The White House and the Pentagon have been dogged by questions about Feith and OSP's activities dating back to the beginning of the Iraq War. It was during that time that a number of CIA analysts spoke privately with Democratic lawmakers and complained that Feith's unit had been cherry-picking intelligence information that provided worst-case scenarios about Iraq's weapons programs. Levin and Congresswoman Ellen Tauscher (D-Calif.), called for an immediate investigation...

In the months leading up to the war in Iraq, Rumsfeld became increasingly frustrated that the CIA could not find any evidence of Iraq's chemical, biological and nuclear weapons program - evidence that would have helped the White House to build a solid case for war in Iraq. Rumsfeld helped set up the Office of Special Plans in 2001 and tapped Feith to head the office.

The OSP, according to published reports, was to gather intelligence information on the Iraqi threat that the CIA and FBI could not uncover, and present it to the White House to build a case for war in Iraq. The committee relied heavily on information provided by Iraqi defector Ahmed Chalabi, who has provided the White House with reams of disputed intelligence on Saddam Hussein's weapons programs. Chalabi heads the Iraqi National Congress, a group of Iraqi exiles who have pushed for regime change in Iraq.

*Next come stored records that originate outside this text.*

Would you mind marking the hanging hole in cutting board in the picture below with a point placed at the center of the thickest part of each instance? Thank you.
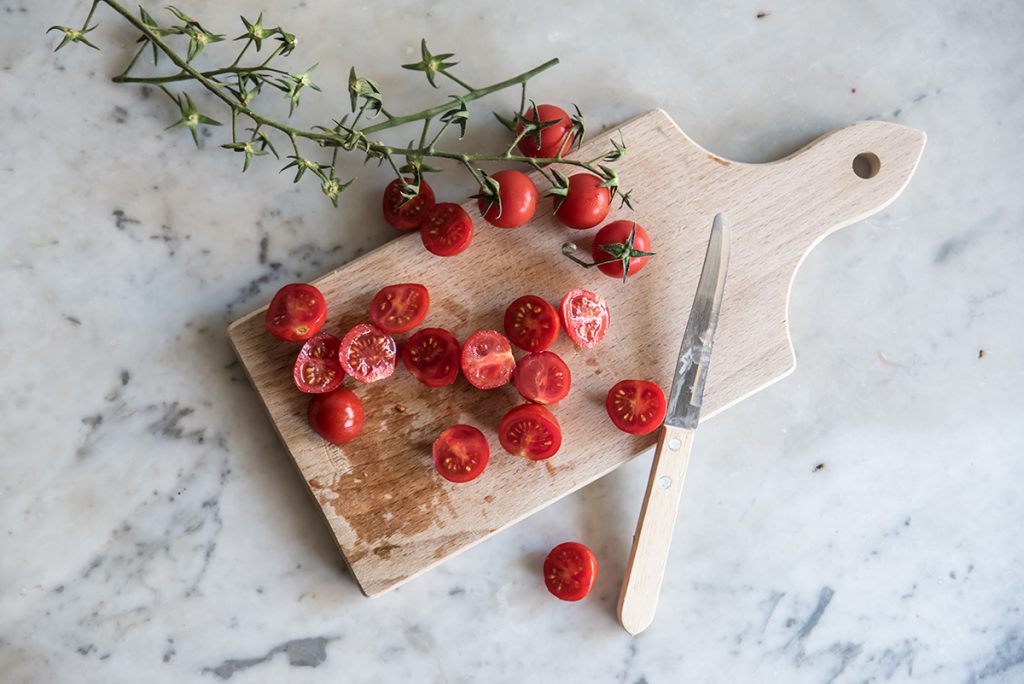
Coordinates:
(866, 165)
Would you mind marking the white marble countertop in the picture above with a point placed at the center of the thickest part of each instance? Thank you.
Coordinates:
(858, 521)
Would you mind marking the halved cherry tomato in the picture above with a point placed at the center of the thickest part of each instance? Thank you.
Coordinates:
(585, 316)
(317, 370)
(368, 353)
(407, 213)
(518, 200)
(617, 233)
(569, 570)
(553, 138)
(461, 454)
(586, 205)
(636, 407)
(487, 359)
(399, 308)
(432, 356)
(337, 416)
(530, 430)
(446, 229)
(543, 377)
(531, 323)
(296, 312)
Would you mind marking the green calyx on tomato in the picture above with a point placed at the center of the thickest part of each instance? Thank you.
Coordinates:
(623, 257)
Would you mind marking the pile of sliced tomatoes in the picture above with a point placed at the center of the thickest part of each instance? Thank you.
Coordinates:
(369, 352)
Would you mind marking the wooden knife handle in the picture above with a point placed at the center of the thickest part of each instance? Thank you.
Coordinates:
(645, 568)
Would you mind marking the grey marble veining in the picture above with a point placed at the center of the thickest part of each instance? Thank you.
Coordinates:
(858, 521)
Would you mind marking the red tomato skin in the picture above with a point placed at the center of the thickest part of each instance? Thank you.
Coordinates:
(572, 554)
(380, 368)
(498, 355)
(598, 317)
(586, 205)
(448, 348)
(530, 308)
(526, 413)
(470, 438)
(446, 229)
(296, 312)
(337, 416)
(402, 293)
(542, 361)
(649, 391)
(324, 374)
(407, 214)
(552, 138)
(518, 196)
(616, 232)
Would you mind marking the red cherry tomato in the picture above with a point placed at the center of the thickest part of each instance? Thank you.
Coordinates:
(530, 430)
(636, 407)
(585, 316)
(487, 359)
(461, 454)
(399, 308)
(296, 312)
(446, 229)
(432, 356)
(543, 377)
(569, 570)
(518, 195)
(317, 370)
(617, 232)
(553, 138)
(586, 205)
(531, 323)
(407, 213)
(337, 416)
(368, 353)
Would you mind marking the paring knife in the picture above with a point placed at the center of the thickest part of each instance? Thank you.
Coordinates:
(645, 568)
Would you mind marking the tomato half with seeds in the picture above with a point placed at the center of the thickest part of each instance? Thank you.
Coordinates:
(337, 416)
(518, 200)
(554, 138)
(399, 308)
(368, 353)
(446, 229)
(542, 377)
(587, 203)
(296, 312)
(530, 430)
(487, 359)
(317, 370)
(636, 407)
(569, 570)
(432, 356)
(461, 454)
(407, 213)
(530, 323)
(612, 242)
(585, 316)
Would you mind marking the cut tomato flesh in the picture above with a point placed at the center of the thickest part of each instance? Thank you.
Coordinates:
(543, 377)
(368, 353)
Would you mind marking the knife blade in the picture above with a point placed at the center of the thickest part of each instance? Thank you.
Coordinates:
(686, 394)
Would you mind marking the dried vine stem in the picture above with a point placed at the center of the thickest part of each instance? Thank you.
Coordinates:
(238, 86)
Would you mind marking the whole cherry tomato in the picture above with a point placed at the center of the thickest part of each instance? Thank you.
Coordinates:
(555, 139)
(587, 203)
(337, 416)
(407, 213)
(518, 200)
(296, 312)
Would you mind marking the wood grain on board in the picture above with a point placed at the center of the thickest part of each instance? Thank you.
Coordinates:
(391, 515)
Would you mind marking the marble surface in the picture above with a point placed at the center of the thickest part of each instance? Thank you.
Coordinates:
(858, 521)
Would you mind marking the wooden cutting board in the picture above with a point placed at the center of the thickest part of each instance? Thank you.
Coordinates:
(391, 515)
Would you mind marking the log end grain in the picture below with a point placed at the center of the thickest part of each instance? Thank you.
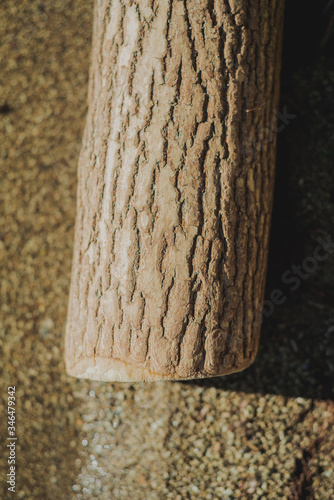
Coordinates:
(115, 370)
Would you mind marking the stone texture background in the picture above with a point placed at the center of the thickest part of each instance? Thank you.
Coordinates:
(264, 433)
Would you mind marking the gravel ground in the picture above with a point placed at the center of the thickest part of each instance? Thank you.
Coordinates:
(264, 433)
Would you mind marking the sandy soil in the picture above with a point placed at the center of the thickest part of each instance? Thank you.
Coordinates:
(264, 433)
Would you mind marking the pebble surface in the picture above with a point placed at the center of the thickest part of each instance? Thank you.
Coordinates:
(264, 433)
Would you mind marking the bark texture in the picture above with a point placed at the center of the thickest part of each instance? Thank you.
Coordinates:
(175, 189)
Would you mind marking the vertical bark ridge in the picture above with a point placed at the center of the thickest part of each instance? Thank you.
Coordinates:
(175, 187)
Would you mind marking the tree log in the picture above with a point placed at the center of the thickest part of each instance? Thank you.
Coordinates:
(175, 188)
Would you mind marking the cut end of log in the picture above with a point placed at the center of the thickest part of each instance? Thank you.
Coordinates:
(114, 370)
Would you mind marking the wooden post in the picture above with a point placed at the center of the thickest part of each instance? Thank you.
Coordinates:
(175, 189)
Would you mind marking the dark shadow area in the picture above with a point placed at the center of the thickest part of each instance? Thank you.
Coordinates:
(296, 354)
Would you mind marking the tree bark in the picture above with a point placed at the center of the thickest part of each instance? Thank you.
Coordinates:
(175, 189)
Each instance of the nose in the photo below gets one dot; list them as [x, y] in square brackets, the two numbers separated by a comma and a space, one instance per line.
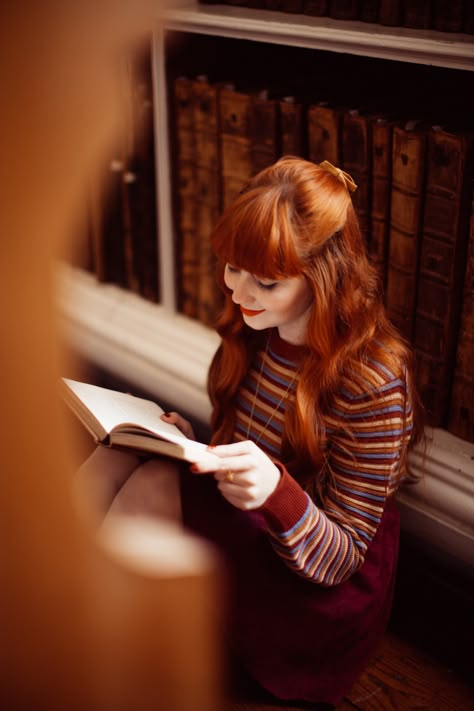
[241, 289]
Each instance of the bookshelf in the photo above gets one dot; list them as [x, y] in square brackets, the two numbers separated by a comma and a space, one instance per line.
[149, 345]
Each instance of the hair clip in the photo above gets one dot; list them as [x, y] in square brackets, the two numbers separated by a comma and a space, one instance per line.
[340, 174]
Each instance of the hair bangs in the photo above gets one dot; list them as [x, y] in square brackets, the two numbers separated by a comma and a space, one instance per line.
[257, 234]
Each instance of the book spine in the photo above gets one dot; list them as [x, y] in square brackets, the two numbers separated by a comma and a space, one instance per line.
[292, 127]
[390, 12]
[382, 130]
[344, 9]
[406, 211]
[461, 415]
[369, 10]
[208, 194]
[442, 267]
[186, 207]
[235, 142]
[324, 133]
[448, 16]
[356, 160]
[264, 131]
[417, 14]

The Office of Special Plans routinely provided President Bush, Rumsfeld, Cheney and Condoleezza Rice, who headed the National Security Council at the time, with questionable intelligence information on the Iraqi threat. Much of that information was included in various speeches by Bush and Cheney, and some was never vetted for accuracy by career CIA analysts.

In an article in the New York Times in October 2002, the paper reported that Rumsfeld had ordered the OSP to "to search for information on Iraq's hostile intentions or links to terrorists" that might have been overlooked by the CIA.

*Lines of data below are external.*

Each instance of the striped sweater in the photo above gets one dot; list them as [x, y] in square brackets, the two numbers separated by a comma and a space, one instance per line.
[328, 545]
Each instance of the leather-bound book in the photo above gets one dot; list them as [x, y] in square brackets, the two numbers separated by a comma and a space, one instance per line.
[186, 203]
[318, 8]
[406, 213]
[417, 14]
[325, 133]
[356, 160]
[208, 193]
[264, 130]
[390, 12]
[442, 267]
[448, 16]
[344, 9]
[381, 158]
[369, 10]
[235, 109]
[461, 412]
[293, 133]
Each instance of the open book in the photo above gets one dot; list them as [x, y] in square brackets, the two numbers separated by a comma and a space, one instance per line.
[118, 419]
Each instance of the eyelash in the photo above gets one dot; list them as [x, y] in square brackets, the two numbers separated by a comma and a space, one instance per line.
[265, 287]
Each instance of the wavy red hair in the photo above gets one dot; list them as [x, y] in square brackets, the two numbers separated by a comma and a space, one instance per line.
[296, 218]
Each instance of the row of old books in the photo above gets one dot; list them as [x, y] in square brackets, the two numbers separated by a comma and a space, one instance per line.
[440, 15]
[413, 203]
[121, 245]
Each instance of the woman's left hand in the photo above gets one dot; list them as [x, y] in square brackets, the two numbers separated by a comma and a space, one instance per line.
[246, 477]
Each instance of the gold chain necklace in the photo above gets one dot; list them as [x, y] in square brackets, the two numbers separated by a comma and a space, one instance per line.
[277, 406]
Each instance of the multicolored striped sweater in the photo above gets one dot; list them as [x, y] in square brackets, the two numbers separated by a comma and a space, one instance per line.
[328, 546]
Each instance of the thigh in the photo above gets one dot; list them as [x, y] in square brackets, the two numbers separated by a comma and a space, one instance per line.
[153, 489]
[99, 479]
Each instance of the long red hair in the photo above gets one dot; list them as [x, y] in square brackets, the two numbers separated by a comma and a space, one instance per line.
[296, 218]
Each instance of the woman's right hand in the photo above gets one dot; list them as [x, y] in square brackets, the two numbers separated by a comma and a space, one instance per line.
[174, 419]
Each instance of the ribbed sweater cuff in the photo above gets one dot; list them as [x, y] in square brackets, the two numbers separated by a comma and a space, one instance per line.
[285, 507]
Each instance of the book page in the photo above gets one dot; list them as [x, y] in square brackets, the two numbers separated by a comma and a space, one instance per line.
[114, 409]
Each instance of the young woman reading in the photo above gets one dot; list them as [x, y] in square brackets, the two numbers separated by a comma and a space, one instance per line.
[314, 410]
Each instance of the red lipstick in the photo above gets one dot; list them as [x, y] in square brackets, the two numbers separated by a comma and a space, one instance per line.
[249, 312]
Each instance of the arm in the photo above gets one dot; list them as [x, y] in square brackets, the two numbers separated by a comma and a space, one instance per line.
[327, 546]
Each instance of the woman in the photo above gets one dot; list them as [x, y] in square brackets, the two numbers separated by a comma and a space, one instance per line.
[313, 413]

Patrick Lang, a former director of Middle East analysis at the Defense Intelligence Agency, said in an interview with the New Yorker in May 2003 that the Office of Special Plans "started picking out things that supported their thesis and stringing them into arguments that they could use with the president. It's not intelligence. It's political propaganda."

Lang said the CIA and the OSP often clashed on the accuracy of intelligence information provided to the White House by Paul Wolfowitz.

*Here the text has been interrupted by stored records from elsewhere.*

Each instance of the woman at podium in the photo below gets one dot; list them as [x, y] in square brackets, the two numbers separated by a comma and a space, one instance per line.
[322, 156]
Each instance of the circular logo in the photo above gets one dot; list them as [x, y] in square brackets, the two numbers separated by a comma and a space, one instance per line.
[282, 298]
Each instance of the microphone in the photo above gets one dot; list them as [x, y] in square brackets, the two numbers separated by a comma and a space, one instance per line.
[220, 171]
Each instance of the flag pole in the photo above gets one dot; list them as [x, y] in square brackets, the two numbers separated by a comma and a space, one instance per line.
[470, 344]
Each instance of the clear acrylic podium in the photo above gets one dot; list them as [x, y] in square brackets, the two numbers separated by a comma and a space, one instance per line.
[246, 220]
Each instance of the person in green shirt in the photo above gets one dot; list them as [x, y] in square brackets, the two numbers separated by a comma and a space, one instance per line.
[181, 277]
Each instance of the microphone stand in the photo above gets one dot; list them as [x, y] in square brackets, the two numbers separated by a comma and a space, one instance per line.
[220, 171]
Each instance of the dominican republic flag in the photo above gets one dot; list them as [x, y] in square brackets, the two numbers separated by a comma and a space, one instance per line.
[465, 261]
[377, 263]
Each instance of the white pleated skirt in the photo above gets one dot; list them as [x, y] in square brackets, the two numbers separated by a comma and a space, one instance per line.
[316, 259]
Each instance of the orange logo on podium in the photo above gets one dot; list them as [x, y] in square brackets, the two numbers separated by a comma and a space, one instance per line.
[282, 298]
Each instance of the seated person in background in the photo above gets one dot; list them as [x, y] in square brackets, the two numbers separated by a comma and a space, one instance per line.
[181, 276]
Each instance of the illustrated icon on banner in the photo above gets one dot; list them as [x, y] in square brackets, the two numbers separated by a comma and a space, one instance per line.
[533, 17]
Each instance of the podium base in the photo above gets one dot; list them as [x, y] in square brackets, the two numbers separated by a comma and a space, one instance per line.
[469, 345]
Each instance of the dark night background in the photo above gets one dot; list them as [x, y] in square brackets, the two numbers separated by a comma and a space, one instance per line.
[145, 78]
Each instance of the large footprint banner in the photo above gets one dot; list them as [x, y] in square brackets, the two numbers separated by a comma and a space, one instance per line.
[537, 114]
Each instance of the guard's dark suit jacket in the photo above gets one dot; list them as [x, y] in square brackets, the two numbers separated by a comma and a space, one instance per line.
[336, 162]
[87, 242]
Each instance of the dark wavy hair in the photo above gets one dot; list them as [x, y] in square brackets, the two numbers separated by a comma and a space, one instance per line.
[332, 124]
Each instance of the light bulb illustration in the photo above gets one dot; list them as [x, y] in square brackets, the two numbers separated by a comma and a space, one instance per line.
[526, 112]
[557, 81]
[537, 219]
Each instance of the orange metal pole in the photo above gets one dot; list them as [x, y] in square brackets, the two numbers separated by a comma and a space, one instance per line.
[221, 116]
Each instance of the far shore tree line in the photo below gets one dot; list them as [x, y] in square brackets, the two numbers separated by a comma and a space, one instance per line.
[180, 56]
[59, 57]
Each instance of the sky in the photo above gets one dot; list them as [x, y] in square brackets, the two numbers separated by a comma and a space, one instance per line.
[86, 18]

By the fall of 2002, the White House had virtually dismissed all of the intelligence on Iraq provided by the CIA, in favor of the more critical information provided to the Bush administration by the Office of Special Plans. The CIA had failed to find any evidence of Iraq's weapons programs.

In a rare Pentagon briefing four years ago, Douglas Feith said the Office of Special Plans was not an "intelligence project," but rather a group of eighteen people who looked at intelligence information from a different point of view. Feith now teaches a seminar on Iraq War planning at Georgetown University.